Spółka dostarczyła towar oszustowi? Straci też prawo do 0 proc. VAT w ramach WDT

Podatnik, który tylko na podstawie maila oraz kontaktu telefonicznego, bez weryfikacji nowego kontrahenta, wysyła towar do oszusta podającego się za jego przedstawiciela, nie ma prawa do 0 stawki VAT dla wewnątrzwspólnotowej dostawy.

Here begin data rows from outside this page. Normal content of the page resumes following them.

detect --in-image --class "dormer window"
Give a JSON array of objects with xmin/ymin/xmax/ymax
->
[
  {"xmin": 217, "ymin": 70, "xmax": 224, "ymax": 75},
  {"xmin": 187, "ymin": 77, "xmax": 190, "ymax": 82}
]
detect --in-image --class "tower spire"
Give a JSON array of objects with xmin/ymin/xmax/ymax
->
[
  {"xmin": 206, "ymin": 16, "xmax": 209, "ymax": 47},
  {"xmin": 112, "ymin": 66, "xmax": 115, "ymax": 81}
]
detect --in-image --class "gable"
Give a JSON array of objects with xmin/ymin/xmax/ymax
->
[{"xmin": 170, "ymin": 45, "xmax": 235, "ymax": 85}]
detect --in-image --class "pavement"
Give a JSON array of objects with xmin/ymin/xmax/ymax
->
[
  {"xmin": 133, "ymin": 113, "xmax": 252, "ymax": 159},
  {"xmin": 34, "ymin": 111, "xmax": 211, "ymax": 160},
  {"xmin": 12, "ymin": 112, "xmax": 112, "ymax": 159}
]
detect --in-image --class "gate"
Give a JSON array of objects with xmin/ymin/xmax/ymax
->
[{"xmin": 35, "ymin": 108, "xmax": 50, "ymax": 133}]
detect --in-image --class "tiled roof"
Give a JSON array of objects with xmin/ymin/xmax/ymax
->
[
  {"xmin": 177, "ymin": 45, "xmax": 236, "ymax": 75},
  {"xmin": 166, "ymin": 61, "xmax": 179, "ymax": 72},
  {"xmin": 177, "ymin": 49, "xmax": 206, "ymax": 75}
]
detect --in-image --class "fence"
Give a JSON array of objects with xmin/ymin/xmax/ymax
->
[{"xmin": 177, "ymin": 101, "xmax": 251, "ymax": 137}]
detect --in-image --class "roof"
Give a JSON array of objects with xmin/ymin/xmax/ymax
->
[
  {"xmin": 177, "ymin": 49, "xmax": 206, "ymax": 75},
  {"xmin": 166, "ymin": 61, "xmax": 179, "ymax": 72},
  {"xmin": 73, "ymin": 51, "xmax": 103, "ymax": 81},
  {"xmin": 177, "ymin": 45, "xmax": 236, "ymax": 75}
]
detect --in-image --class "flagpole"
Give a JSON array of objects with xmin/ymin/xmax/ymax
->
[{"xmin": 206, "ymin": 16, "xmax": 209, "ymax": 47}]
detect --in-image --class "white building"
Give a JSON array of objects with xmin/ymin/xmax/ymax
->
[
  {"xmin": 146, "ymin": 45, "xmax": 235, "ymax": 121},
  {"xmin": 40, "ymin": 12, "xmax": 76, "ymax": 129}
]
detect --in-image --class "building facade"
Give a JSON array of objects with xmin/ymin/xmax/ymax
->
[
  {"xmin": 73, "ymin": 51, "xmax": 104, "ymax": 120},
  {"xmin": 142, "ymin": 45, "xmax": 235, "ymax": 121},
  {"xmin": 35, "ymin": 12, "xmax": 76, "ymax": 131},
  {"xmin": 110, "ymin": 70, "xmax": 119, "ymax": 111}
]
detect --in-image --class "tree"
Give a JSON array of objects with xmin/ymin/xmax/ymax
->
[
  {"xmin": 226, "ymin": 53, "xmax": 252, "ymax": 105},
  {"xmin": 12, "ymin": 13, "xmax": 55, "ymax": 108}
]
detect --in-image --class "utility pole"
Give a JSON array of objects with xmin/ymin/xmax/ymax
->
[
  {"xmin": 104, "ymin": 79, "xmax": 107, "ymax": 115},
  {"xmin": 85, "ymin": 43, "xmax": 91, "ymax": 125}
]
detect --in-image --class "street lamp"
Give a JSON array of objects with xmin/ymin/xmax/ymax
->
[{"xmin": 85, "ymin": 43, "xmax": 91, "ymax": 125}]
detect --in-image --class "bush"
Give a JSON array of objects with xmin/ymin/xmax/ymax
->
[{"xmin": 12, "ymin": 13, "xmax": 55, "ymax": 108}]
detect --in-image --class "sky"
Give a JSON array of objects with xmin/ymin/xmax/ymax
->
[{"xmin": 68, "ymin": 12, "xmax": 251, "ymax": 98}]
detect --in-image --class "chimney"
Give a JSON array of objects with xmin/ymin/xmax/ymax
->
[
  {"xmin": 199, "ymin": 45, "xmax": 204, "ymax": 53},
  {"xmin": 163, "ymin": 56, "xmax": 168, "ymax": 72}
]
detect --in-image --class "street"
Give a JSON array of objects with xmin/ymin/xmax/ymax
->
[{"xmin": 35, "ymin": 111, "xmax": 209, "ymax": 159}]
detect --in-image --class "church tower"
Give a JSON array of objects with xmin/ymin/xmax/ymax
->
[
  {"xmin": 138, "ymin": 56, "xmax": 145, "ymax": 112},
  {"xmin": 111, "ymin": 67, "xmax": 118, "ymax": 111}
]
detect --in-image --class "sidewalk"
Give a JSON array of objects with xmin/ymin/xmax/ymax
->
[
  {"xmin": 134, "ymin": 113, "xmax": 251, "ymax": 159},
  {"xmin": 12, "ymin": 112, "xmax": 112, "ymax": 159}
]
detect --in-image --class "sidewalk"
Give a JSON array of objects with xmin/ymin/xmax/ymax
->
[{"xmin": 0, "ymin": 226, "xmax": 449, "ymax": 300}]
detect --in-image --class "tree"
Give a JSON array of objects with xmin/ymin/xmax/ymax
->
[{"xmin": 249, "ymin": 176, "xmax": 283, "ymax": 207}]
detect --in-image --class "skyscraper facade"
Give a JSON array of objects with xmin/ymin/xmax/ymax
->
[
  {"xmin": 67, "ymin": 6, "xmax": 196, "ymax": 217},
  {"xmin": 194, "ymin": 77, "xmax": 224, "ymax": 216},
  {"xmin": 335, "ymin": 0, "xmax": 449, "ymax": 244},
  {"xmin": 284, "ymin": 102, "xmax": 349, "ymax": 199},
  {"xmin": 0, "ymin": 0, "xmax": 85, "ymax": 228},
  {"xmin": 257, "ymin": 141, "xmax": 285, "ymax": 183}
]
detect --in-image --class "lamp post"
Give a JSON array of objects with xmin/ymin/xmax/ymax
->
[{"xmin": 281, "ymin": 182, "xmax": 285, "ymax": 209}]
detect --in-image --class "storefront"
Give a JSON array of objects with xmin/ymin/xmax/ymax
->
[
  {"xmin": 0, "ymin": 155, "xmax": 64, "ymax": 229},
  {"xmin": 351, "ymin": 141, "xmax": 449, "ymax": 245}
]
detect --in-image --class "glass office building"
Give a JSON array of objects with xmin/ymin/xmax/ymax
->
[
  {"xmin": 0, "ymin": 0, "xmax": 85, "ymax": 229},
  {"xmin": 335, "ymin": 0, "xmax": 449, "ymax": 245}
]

Publikacja: 28.08.2024 16:16

Spółka dostarczyła towar oszustowi? Straci też prawo do 0 proc. VAT w ramach WDT

Foto: Adobe Stock

Przesyłanie ofert czy zapytań ofertowych na maila to dość powszechna praktyka. I dla wielu firm jest to dobry kanał pozyskiwania nowych kontrahentów. Niestety wiąże się to z ryzykiem natrafienia na oszusta. I mieć opłakane skutki, bo można nie tylko stracić pieniądze, ale i podatkowo. Przekonała się o tym firma, która przez niefrasobliwe podejście do kontaktów biznesowych straciła towar, a do tego będzie musiała od niego zapłacić 23 proc. VAT. Naczelny Sąd Administracyjny (NSA) odmówił jej bowiem prawa do zerowej stawki podatku przy dostawie do UE.

Czytaj więcej

Wewnątrzwspólnotowa dostawa nie zawsze z zero proc. VAT

Wewnątrzwspólnotowa dostawa towarów: WDT a stawka 0 proc. VAT 

Kością niezgody w sprawie była interpretacja podatkowa, a wystąpiła o nią kolejna spółka, która padła ofiarą oszusta. We wniosku wyjaśniła, że od ponad 25 lat działa na rynku. Zajmuje się produkcją i współpracuje z wieloma kontrahentami. Około 90 proc. swoich wyrobów sprzedaje za granicę. Spółka dodała, że jest zarejestrowana również na potrzeby transakcji wewnątrzwspólnotowych jako podatnik VAT UE.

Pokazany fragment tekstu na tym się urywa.